As a continent convulsed by a love-hate relationship with global capitalism, it seems only right that Latin America has been home to both diehard Davos regulars and an “anti-Davos” rival summit.
Conceived by two Brazilian activists, Oded Grajew and Chico Whitaker, the World Social Forum was launched in 2001 to champion “counter-hegemonic globalisation”. Its aim was to give a voice to a wide range of social movements and bring to global attention a radically different vision to the capitalist one infusing the Swiss mountain summit.
The WSF’s charter defined it as a “meeting place for reflective thinking, democratic debate of ideas, formulation of proposals, free exchange of experiences and interlinking for effective action by groups and movements of civil society that are opposed to neoliberalism and to domination of the world by capital and any form of imperialism”.
The “anti-Davos” proved a big hit with Latin America’s “Pink Tide” of leftwing leaders early this century.
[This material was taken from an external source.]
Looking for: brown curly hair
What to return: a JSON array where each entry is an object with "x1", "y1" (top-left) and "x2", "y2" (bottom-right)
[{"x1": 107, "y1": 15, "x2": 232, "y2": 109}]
In 2009, Brazil’s Luiz Inácio Lula da Silva appeared at the WSF in the Brazilian Amazon city of Belém, along with fellow socialist presidents Evo Morales of Bolivia, Hugo Chávez of Venezuela, Rafael Correa of Ecuador and Fernando Lugo of Paraguay. About 1,900 indigenous people from 190 ethnic groups also attended.
Part of the WSF’s undoing was its very radicalism. Keen to prove its anti-Davos credentials, it banned declarations of any kind and refused to appoint spokespeople. The pink tide was to ebb as bluer, more conservative waters lapped at Latin America’s shores.
A decade later, Davos holds its 50th annual meeting, while the future of its alt-globalist rival seems uncertain. The last WSF meeting was held in Brazil in 2018 and its website makes no mention of a 2020 event. The backing it enjoyed from Lula (since jailed for corruption) is a distant memory.
Latin America’s centre-right Davosians have also endured their woes. Argentina’s Mauricio Macri pitched his economy at the WEF as an investor-friendly haven but lost his re-election bid last year. His critics blamed Argentina’s deep economic crisis on faulty free-market policies. No surprise that his replacement, leftist leader Alberto Fernández, is skipping this Davos.
President Sebastián Piñera of Chile, his country long seen as the region’s best advertisement for globalist, investor-friendly policies, attended a WEF gathering in New York in September. His hosts praised him, a billionaire businessman, as a leader capable of embodying public-private co-operation.
Less than a month later, riots engulfed Chile as citizens rose up against some of the country’s less popular free-market economic policies and demanded the resignation of Mr Piñera. He is not expected to attend the WEF this year.
Now the Davos model faces a fresh challenge, with Latin America’s three biggest economies all ruled by populists of the left or right.
Symbolising the change, a very different Brazilian president took to the stage in 2019. Jair Bolsonaro, a conservative former army captain, delivered a message not often heard at the WEF: “Our motto is God above all.” Mr Bolsonaro shunned the elite wining and dining element of the forum, lunching alone in a supermarket food court, and is reported not to be coming this year at all.
Mexican presidents used to be enthusiastic WEF participants. Leftist incumbent, Andrés Manuel López Obrador, however, has put the presidential plane up for sale and eschews foreign travel in favour of road trips to Mexico’s remote indigenous communities. The best foreign policy, he says, is domestic policy.
Despite Latin America’s seesawing politics, some business and political leaders do value the opportunity to bring their often-neglected region to the attention of a global audience. Juan Manuel Santos, Colombia’s former president, first went to Davos as one of the forum’s Young Global Leaders 30 years ago. He returned numerous times as cabinet minister and then head of state.
“For any Latin American leader, Davos represents a great opportunity to do what it was created to do: networking,” he said. “If you know how to use the forum well and plan the limited time carefully, you can get a huge benefit.”
Latin Americans might also use Davos to learn lessons from one of the world’s biggest economic success stories of past decades. In 1971, when the WEF held its inaugural meeting, the Asean countries were forgotten backwaters with largely rural economies, many scarred by war and poverty.
Today Malaysia has higher GDP per capita than Brazil, Mexico or Argentina. Thailand has overtaken Peru and Colombia. Venezuela, once Latin America’s wealthiest nation, is now poorer per capita than Laos.
The secret of south-east Asia’s success, the distinguished Singaporean academic and former diplomat Kishore Mahbubani told a Davos panel on Latin America last year, was inclusive growth. “It is very important that people, especially those at the very bottom, must feel that tomorrow will be better than today,” he explained.
Latin American leaders fearful of unrest in 2020 could do worse than to heed that advice.